# Shoot With My Friend Dannii



## snoop69 (Jun 16, 2007)

*Shoot With My Friend Dannii - Image Added.*

Had a fun shoot with Dannii the other evening & these are two of my favourites.

As always, comments welcome.

1.

Dannii Lou-3 by Paul Wright69, on Flickr

2.

Dannii Lou-8 by Paul Wright69, on Flickr

3.

Dannii Lou-9 by Paul Wright69, on Flickr


----------



## nortonski (Jul 10, 2007)

Great pics bud, camera & lense combo?


----------



## snoop69 (Jun 16, 2007)

nortonski said:


> Great pics bud, camera & lense combo?


Thank you, Canon 1dmk2 & Sigma 70-200.


----------



## Kerr (Mar 27, 2012)

Any other pics for the gents club?


----------



## nortonski (Jul 10, 2007)

snoop69 said:


> Thank you, Canon 1dmk2 & Sigma 70-200.


Nice, I was looking at a 1dmk2 the other day...But the guy was asking too much...


----------



## deni2 (May 4, 2011)

Very nice photography :thumb:.


----------



## snoop69 (Jun 16, 2007)

3rd image added but not sure if it works.

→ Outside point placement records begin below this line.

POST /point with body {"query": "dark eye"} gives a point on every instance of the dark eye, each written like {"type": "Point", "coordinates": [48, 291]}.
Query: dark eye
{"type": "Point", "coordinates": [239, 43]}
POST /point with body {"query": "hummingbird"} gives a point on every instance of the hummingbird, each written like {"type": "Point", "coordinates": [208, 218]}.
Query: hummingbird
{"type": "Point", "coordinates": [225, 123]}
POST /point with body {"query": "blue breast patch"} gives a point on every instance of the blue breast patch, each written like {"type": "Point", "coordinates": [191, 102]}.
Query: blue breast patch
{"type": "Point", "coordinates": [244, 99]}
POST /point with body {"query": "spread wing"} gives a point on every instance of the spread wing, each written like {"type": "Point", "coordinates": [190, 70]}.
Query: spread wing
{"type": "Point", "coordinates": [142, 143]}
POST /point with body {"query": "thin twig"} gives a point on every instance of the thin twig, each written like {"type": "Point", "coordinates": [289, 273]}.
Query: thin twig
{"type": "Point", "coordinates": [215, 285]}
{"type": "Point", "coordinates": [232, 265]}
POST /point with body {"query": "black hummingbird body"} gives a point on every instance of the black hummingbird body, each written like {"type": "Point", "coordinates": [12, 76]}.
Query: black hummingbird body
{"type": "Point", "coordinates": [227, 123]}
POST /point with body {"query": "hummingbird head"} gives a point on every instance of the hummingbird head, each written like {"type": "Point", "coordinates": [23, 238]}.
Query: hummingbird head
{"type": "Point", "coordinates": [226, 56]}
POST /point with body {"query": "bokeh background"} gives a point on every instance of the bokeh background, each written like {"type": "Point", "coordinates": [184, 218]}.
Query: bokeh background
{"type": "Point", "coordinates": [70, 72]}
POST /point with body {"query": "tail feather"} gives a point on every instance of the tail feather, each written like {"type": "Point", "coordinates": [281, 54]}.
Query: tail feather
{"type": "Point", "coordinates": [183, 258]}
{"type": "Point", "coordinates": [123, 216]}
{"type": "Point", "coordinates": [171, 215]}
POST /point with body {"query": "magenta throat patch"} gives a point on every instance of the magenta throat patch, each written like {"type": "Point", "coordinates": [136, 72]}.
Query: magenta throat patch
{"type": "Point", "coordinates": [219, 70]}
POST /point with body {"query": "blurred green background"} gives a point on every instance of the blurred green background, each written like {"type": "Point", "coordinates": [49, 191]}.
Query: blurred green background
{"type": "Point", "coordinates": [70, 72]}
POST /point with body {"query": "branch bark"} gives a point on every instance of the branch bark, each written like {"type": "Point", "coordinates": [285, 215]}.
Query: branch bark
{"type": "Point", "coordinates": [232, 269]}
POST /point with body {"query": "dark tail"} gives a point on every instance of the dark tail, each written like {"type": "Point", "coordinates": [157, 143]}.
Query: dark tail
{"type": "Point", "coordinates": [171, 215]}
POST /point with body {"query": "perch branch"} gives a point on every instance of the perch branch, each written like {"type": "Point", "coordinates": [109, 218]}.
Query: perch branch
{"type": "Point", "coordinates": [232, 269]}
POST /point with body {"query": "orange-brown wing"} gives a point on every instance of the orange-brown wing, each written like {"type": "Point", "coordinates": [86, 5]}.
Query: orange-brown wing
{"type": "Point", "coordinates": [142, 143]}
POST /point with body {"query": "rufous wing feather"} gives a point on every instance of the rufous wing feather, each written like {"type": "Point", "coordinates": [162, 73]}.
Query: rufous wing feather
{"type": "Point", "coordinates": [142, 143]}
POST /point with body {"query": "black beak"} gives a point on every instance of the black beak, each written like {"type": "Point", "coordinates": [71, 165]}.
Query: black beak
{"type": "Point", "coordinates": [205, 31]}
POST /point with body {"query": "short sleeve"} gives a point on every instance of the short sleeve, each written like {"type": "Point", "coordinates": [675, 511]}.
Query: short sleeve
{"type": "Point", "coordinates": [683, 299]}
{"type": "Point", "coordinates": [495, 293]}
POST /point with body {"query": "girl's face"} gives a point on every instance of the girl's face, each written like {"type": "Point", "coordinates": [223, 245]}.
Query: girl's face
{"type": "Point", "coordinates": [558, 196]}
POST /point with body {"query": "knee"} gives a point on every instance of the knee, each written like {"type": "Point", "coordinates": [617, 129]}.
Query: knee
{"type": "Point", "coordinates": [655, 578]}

Maybe a tighter crop needed?


----------



## snoop69 (Jun 16, 2007)

Kerr said:


> Any other pics for the gents club?


Will have a look :thumb:



nortonski said:


> Nice, I was looking at a 1dmk2 the other day...But the guy was asking too much...


How much was he asking?
They are still fetching around £500 or less depending on #clicks.



deni2 said:


> Very nice photography :thumb:.


Thanks bud :thumb:


----------



## Demetrios72 (Jun 27, 2011)

Nice shots mate :thumb:


----------



## buckas (Jun 13, 2008)

Nice shots matey, good lighting, bg & colours, nice and punchy


----------



## tmitch45 (Jul 29, 2006)

Nice pictures really like the colours which really pop.

Any in the gents club yet??


----------